You fucking mutant Walmart Greeter.
I could drop all five of these promos without a single word from you and still have to cut content– it’s physically difficult to pare down what kind of a fucking loser you are into only 3,750 words. You fucking tampon munching, excuse making, no redemption story having weeble that never wobbles, it just falls down. You fucking wet fart blown through soggy spandex. You six foot six bag of missed opportunities and tribal tattoos inked by A Tribe Called Questionable. Your fucking frown looks like a used up pussy flapping in the breeze– I oughta staple a fucking clit to your right dimple so that something about your stupid face can be stimulating for a change.
I’ll stuff a fucking butt plug in your nose too, you dirty little slut.

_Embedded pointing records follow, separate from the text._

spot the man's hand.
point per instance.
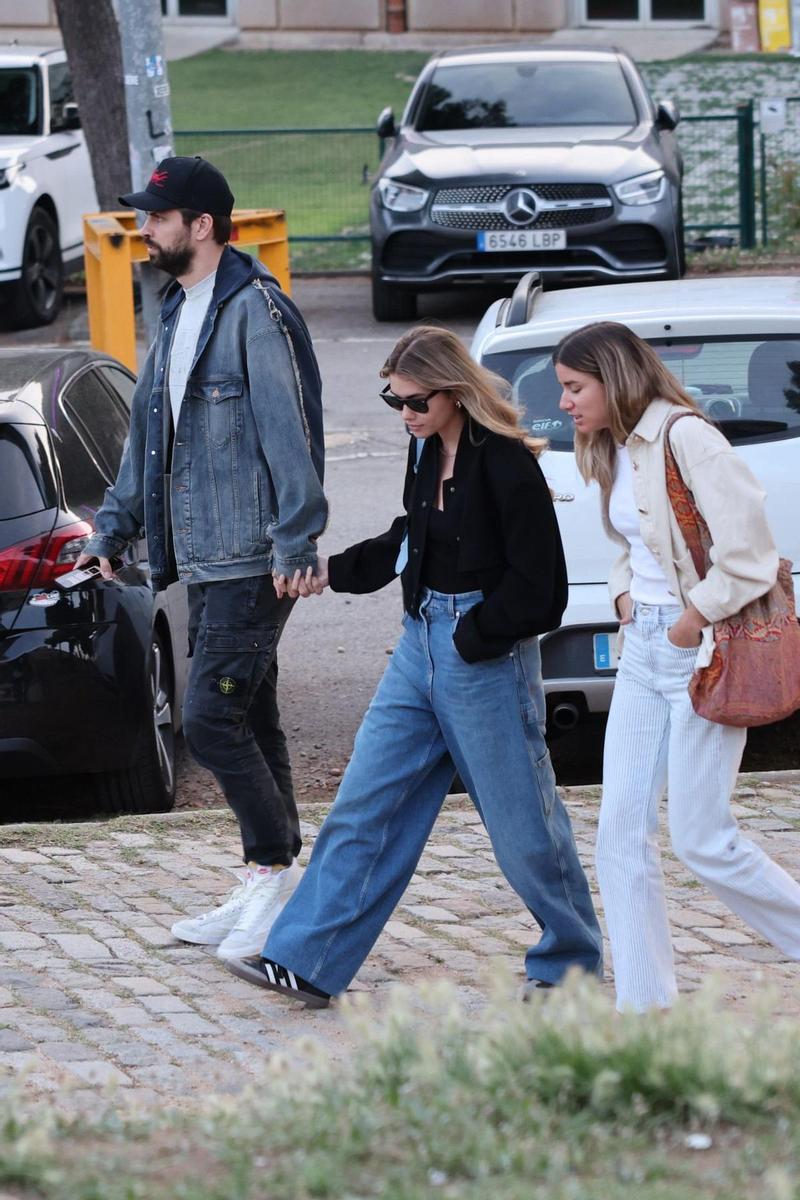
(302, 585)
(106, 568)
(625, 609)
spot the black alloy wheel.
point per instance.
(149, 784)
(40, 292)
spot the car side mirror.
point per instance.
(667, 114)
(68, 119)
(386, 127)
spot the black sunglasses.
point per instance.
(416, 403)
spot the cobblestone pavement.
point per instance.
(95, 991)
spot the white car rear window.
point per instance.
(749, 387)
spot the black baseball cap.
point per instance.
(184, 184)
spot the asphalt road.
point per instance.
(335, 647)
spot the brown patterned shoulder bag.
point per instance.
(753, 677)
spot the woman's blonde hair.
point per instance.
(632, 375)
(438, 361)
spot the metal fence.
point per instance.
(779, 179)
(739, 181)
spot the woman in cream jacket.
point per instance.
(620, 397)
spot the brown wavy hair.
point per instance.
(632, 375)
(437, 360)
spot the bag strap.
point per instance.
(690, 520)
(402, 553)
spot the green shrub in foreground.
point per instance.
(512, 1101)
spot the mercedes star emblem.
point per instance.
(521, 207)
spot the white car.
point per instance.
(734, 345)
(46, 183)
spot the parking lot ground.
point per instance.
(95, 991)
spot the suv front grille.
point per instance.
(422, 252)
(560, 205)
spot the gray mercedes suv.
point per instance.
(517, 157)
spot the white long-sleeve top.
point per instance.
(744, 557)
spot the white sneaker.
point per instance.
(212, 928)
(264, 901)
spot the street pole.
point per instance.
(150, 127)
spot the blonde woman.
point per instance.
(482, 574)
(621, 400)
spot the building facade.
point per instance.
(468, 17)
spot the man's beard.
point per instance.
(174, 262)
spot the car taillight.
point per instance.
(37, 562)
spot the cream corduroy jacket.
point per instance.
(744, 557)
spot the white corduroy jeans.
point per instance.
(655, 739)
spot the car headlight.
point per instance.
(401, 197)
(643, 189)
(7, 174)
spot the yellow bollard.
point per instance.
(112, 244)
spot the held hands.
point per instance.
(106, 568)
(302, 585)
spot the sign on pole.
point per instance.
(150, 129)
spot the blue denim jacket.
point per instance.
(246, 481)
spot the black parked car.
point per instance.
(521, 157)
(91, 679)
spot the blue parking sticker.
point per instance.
(605, 652)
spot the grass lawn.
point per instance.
(323, 179)
(560, 1099)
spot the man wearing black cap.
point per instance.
(223, 469)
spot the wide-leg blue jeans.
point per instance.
(431, 711)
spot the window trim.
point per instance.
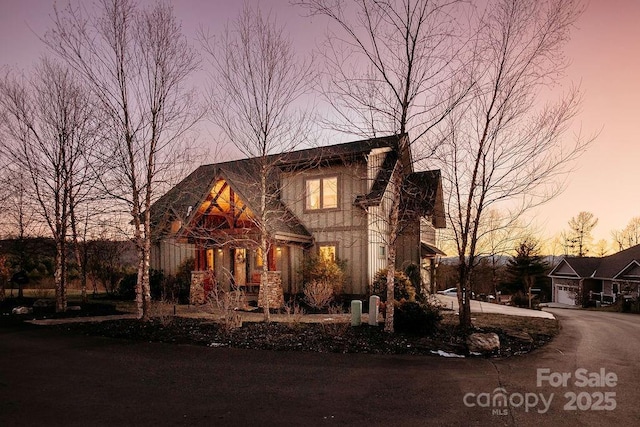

This is fucking it, Stevens. Literally the final showdown. The last time that Mike Best and Scott Stevens will ever do battle, and we do it on my fucking turf in my fucking cage. This is basically masturbation, Scott. One last hurrah, so I can jizz all over the canvas and tell everyone how great that I am for putting you out of High Octane Wrestling forever. I’m not gonna waste a bunch of fake hype putting you over, because it’s a waste of time. No one is going to believe it. My whole schtick in a wrestling ring is to build a guy up and make him look like a threat, but it would be so fucking condescending to even bother with you. You are a joke, Stevens. An afterthought. Nothing you have said or done in years has made a difference to literally anyone, and no one will remember you once you’ve gone. It’s over, Stevens. No more titles. No more opportunities. No Hall of Fame, no redemption.
The war is over, Scott.
You are Hiroshima and Nagasaki, and when me and my big American knee drop into the side of that skull at War Games, I’m going to wipe you off the face of the Earth, install a fucking puppet government into the Stevens family, and teach your fucking children how to manufacture VCRs.
I’m going fucking nuclear.
The half-life on your career is up.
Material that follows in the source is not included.